Say to yourself, “Time to look at other possible outcomes”.

Then, deliberately and intentionally, consider the best-case scenario and outcome of the situational stressor that currently has your attention.

For a lot of us this is difficult. For several reasons. First, the natural reaction of the brain is to prepare for the worst. So, when you are faced with a situation where there are multiple outcomes your brain will automatically fixate and focus on the worst-case scenario in an effort to prepare you for that undesired outcome. This of course creates stress and anxiety and loads of unpleasant and unwanted physical and emotional reactions and even some behavioral choices we’d prefer not to make.

The second reason it’s difficult to think of the best-case scenario is that most of us have had setbacks and disappointments in our life. These setbacks and disappointments become “material” for our brain.

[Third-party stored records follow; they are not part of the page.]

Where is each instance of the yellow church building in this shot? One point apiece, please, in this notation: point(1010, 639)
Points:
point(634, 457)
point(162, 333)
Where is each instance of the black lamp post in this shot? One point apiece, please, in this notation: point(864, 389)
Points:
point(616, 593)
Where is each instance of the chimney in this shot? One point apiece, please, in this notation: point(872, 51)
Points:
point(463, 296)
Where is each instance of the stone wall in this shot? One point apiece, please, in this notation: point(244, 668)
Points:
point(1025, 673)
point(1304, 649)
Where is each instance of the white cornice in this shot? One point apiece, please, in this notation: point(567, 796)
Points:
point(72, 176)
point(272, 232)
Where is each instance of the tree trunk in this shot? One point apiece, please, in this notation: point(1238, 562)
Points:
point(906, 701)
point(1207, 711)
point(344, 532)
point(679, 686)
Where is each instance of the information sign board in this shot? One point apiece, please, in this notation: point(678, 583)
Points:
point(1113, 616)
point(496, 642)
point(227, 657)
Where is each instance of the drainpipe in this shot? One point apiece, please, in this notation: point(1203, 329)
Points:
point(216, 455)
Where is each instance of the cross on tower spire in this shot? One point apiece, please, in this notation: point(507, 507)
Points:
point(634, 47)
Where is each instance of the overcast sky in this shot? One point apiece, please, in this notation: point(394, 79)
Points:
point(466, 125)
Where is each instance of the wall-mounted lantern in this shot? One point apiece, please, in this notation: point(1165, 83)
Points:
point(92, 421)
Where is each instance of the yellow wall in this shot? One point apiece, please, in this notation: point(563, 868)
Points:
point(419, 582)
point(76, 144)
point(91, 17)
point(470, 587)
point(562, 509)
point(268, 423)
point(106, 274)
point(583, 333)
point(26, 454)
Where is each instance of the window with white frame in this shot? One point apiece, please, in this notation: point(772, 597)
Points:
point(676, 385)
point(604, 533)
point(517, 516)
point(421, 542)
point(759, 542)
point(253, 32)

Our brain uses this “material” and historical information from our past to influence the “creation of that imagination “worst-case scenario” that plagues our existence.

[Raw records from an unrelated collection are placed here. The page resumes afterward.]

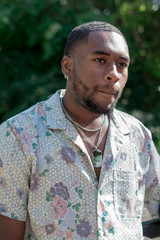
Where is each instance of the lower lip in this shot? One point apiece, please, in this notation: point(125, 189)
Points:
point(106, 93)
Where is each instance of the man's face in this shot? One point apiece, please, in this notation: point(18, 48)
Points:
point(99, 71)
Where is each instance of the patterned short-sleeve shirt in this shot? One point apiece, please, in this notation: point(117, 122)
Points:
point(47, 178)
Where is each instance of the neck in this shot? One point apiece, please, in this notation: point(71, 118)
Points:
point(81, 115)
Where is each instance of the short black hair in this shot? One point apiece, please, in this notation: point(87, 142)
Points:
point(81, 32)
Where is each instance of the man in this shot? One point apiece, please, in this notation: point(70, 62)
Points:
point(74, 167)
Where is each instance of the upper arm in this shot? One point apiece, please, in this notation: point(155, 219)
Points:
point(11, 229)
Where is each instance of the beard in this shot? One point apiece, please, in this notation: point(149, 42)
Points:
point(85, 97)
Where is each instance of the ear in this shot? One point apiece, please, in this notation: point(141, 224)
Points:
point(66, 66)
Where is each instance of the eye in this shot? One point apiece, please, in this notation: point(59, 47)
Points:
point(123, 64)
point(100, 60)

So, thinking of a best-case scenario, which by the way will change your emotional experience, takes work and effort. It doesn’t come easy. But it can be done. So, when you’re thinking about how your world will fall apart, collapse, that the sky will fall, and so on, stop yourself. Start to imagine yourself in the best-case scenario, the most ideal and wonderful outcome of the situational stressor that you currently face. 

After considering the best-case scenario for a while (give it 5 minutes) and resetting your stress response, balance the best- and worst-case scenarios. Think of a most likely scenario.

What is the most likely outcome of the situational stressor that you currently face?

Nearly all of the time the worst- and best-case scenarios don’t play out yet we give the worst-case scenario far more screen time than it deserves.

Focusing on the most likely scenario allows you to predict and anticipate the outcome of the situational stressor you face for the purpose of improving your coping, problem solving, and communication skill sets.